Exposure included limited contact information for (currently hundreds of) company contacts and employees (current and former), as well as limited advertiser information. Based on several days of initial investigation by security, engineering, and data science (and friends!), we have no evidence to suggest that any of your non-public data has been accessed, or that Reddit’s information has been published or distributed online.
Reddit claims that user data is secure, but:
Since we’re talking about security and safety, this is a good time to remind you how to protect your Reddit account. The most important (and simple) measure you can take is to set up 2FA (two-factor authentication) which adds an extra layer of security when you access your Reddit account. Learn how to enable 2FA in Reddit Help. And if you want to take it a step further, it’s always a good idea to update your password every couple of months – just make sure it’s strong and unique for greater protection.
Also: use a password manager! Besides providing great complicated passwords, they provide an extra layer of security by warning you before you use your password on a phishing site… because the domains won’t match!
Now I can’t tell if Reddit is saying this because there is a legitimate threat out there that they haven’t disclosed, or this is generally good advice. Which it is good advice from my view. But if you’re a Reddit user, you should likely take their advice just in case this turns into a LastPass type of situation.
UPDATE: Monti Knode, Director of Customer Success at Horizon3.ai has this comment:
“Another successful phishing campaign isn’t a surprise and shouldn’t be. This attack vector is successful because it can look so legit, from plausible prompts to cloning their intranet gateway. This attack further reinforces the fact that the old perceptions of a perimeter are dead and gaining access is almost trivial, while understanding the blast radius of a successful attack matters more than ever.
“What can an attacker do if they landed on a specific asset? What could they do with a specific credential? In what scenario is our sensitive data at risk? These are the questions we should all be asking, because it’s not a matter of if, but when.”

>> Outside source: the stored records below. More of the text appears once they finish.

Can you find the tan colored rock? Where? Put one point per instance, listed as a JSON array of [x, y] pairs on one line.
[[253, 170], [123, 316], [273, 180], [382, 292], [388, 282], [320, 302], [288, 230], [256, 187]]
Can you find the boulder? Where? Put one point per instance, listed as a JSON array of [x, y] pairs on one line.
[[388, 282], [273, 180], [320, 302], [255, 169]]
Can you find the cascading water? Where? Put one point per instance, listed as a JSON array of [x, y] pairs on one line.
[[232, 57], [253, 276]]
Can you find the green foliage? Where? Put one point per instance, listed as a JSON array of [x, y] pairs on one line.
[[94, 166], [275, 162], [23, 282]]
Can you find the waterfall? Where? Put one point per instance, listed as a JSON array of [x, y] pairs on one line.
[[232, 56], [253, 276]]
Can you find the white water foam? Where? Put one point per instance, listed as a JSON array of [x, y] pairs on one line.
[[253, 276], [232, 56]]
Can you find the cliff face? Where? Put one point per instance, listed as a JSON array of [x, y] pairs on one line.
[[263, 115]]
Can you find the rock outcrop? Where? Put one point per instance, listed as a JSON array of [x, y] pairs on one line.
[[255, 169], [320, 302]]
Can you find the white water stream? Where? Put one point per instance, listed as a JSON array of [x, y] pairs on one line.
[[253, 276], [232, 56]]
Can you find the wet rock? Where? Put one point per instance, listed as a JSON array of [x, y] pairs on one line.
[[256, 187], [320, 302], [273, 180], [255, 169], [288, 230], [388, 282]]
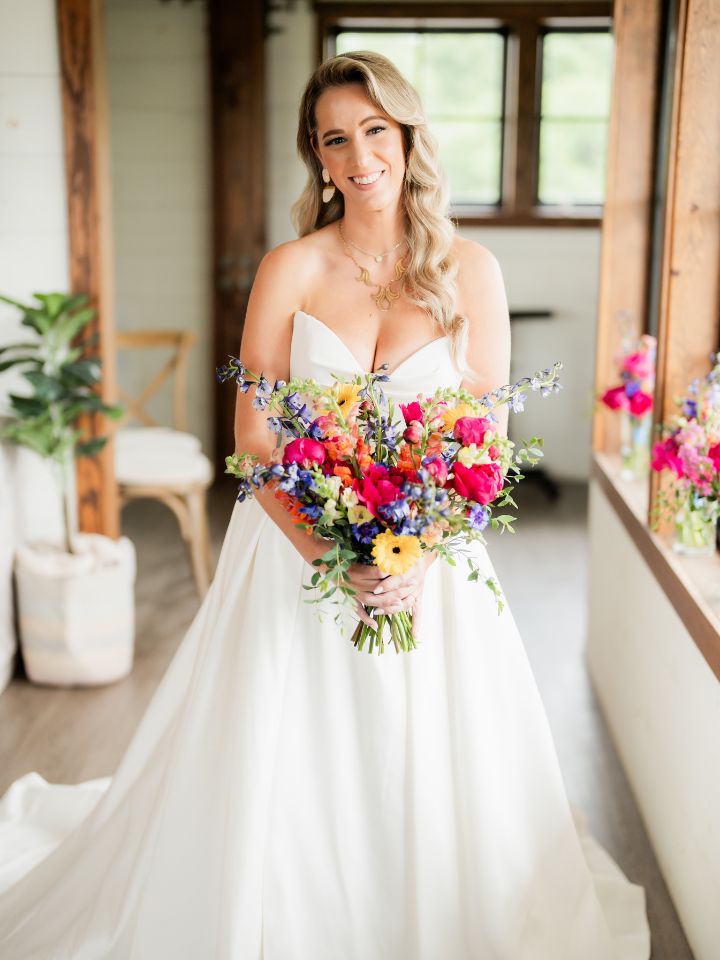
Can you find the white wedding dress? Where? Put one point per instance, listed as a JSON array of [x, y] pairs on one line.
[[287, 797]]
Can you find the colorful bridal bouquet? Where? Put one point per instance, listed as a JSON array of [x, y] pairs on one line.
[[633, 398], [380, 485], [689, 449]]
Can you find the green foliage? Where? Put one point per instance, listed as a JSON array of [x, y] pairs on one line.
[[62, 383]]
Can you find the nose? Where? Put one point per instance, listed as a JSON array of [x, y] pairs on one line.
[[361, 154]]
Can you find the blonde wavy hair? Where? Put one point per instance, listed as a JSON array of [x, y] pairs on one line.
[[430, 279]]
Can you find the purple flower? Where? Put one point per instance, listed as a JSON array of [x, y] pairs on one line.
[[365, 532], [395, 511], [479, 517], [311, 510]]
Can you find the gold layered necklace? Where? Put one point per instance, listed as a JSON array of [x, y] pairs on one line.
[[384, 296]]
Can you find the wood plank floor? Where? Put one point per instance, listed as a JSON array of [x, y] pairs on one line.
[[72, 735]]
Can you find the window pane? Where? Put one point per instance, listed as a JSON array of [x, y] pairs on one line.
[[459, 77], [572, 161], [575, 104], [470, 152]]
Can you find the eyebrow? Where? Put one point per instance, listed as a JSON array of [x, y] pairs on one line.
[[329, 132]]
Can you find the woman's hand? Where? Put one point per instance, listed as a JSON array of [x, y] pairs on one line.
[[403, 591]]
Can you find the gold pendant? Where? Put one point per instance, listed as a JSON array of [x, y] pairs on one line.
[[385, 298], [365, 277]]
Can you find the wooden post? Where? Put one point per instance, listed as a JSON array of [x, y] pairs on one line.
[[239, 119], [690, 284], [84, 105], [626, 237]]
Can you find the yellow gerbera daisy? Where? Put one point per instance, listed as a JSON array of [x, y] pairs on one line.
[[395, 554], [347, 397], [450, 416]]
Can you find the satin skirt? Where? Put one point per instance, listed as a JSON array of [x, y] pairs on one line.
[[287, 797]]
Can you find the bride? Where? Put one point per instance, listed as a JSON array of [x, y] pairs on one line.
[[286, 797]]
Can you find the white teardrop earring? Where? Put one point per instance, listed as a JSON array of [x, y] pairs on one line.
[[328, 192]]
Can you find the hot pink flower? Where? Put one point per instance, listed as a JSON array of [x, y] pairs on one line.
[[300, 450], [378, 486], [616, 399], [714, 455], [665, 457], [413, 432], [639, 365], [471, 430], [640, 403], [437, 468], [481, 482], [412, 411]]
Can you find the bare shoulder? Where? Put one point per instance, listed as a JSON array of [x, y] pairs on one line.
[[482, 299], [479, 272], [284, 275]]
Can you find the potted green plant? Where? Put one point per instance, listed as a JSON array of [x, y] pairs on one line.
[[75, 598]]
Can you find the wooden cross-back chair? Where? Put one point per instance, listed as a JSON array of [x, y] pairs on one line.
[[166, 463]]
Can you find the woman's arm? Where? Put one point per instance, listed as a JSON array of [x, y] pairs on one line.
[[482, 296], [265, 348]]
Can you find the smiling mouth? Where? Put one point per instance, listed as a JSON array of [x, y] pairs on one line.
[[368, 179]]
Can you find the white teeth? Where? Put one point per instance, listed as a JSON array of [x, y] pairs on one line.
[[369, 179]]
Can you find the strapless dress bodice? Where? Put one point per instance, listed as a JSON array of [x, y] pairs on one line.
[[317, 352]]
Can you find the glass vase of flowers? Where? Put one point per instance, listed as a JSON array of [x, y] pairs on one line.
[[632, 399], [689, 449]]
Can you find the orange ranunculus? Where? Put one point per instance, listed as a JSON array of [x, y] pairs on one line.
[[293, 507], [340, 447], [434, 445], [405, 460], [345, 474]]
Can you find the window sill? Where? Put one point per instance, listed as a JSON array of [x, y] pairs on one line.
[[691, 584], [478, 216]]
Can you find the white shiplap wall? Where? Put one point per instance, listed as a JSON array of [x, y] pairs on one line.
[[33, 257], [555, 269], [157, 64]]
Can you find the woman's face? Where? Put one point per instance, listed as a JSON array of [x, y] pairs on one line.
[[356, 139]]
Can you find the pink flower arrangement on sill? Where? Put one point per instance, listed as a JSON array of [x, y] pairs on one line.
[[690, 450], [637, 373], [633, 399]]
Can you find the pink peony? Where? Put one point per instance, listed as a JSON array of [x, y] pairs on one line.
[[412, 411], [640, 403], [471, 430], [616, 399], [413, 432], [378, 486], [300, 450], [481, 482], [639, 365], [665, 457], [714, 455]]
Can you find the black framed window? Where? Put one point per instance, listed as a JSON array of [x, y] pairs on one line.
[[517, 94]]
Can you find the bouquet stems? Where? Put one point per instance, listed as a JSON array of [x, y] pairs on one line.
[[400, 626]]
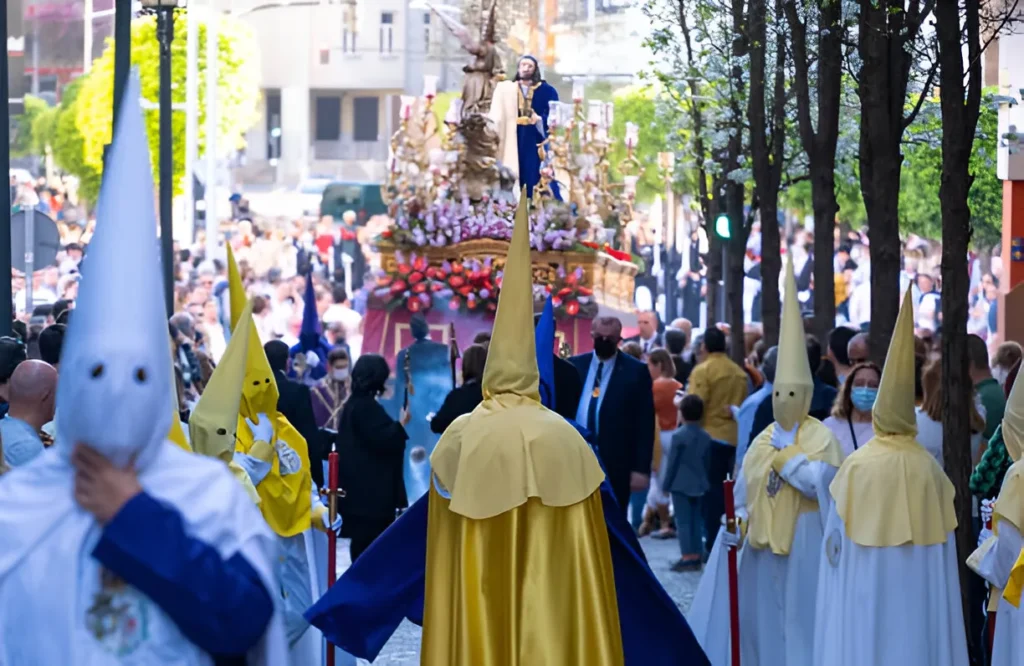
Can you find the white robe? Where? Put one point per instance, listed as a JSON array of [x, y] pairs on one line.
[[776, 592], [1008, 644], [888, 607], [49, 580]]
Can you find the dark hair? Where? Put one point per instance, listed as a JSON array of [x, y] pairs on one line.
[[276, 356], [370, 375], [12, 352], [59, 307], [714, 340], [337, 354], [977, 351], [813, 352], [839, 340], [691, 408], [675, 340], [474, 358], [50, 341]]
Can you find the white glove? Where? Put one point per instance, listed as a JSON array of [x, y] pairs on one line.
[[731, 539], [983, 536], [262, 430], [333, 527]]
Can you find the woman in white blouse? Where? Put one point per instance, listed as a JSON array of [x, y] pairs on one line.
[[851, 417]]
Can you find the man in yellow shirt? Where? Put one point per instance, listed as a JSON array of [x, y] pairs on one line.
[[722, 385]]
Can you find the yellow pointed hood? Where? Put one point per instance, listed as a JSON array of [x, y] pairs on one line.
[[794, 385], [259, 391], [511, 366], [511, 448], [1013, 420], [894, 408], [213, 422]]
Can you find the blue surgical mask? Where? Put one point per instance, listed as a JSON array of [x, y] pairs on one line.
[[863, 398]]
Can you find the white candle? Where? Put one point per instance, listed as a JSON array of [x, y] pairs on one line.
[[554, 115], [578, 90], [632, 134], [454, 116], [429, 86], [407, 107]]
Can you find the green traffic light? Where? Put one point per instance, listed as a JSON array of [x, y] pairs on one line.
[[722, 226]]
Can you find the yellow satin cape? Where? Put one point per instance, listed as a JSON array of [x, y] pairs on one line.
[[892, 492], [532, 586], [772, 521], [284, 499]]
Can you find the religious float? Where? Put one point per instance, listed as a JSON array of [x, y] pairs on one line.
[[452, 193]]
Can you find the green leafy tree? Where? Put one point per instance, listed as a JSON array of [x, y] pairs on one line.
[[238, 90], [638, 105], [921, 209]]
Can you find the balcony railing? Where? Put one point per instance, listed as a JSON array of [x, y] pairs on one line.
[[348, 149]]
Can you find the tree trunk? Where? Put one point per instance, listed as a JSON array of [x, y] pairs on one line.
[[886, 33], [960, 120]]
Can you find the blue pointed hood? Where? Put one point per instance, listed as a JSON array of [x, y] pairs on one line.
[[544, 334]]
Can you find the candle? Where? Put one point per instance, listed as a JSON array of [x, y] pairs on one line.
[[578, 90], [429, 86], [632, 134], [454, 115], [554, 114], [407, 107]]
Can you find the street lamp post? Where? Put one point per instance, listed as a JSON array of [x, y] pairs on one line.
[[165, 34]]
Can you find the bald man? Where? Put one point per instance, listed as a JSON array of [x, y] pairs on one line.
[[33, 396]]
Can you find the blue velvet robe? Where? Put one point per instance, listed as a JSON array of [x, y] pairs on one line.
[[528, 137], [386, 584], [220, 606]]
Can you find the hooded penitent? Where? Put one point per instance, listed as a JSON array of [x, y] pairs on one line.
[[517, 487], [773, 504], [116, 397], [285, 491], [891, 491], [213, 424]]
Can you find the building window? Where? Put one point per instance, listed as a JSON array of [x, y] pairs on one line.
[[366, 119], [387, 32], [328, 119]]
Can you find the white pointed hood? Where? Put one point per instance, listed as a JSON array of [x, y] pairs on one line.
[[116, 373]]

Jesh Sax, Technical Account Manager at Tanium adds this:
“The techniques used at Reddit are all too familiar. Attackers are adapting to security techniques like multi-factor authentication and organizations need to take measures to mitigate potential vulnerabilities. Whether it’s physical security tokens or finding ways to authenticate both the user and the device that they’re logging in from, security teams need to continue to evolve.
“However, the fact that the user self-reported and the security team was able to catch things early on prevented this from becoming a much larger story. This speaks volumes to the culture that the security team has promoted at Reddit, where users feel comfortable speaking up when they’ve clicked on a phishing link. This type of security-aware culture is what every organization should strive for.”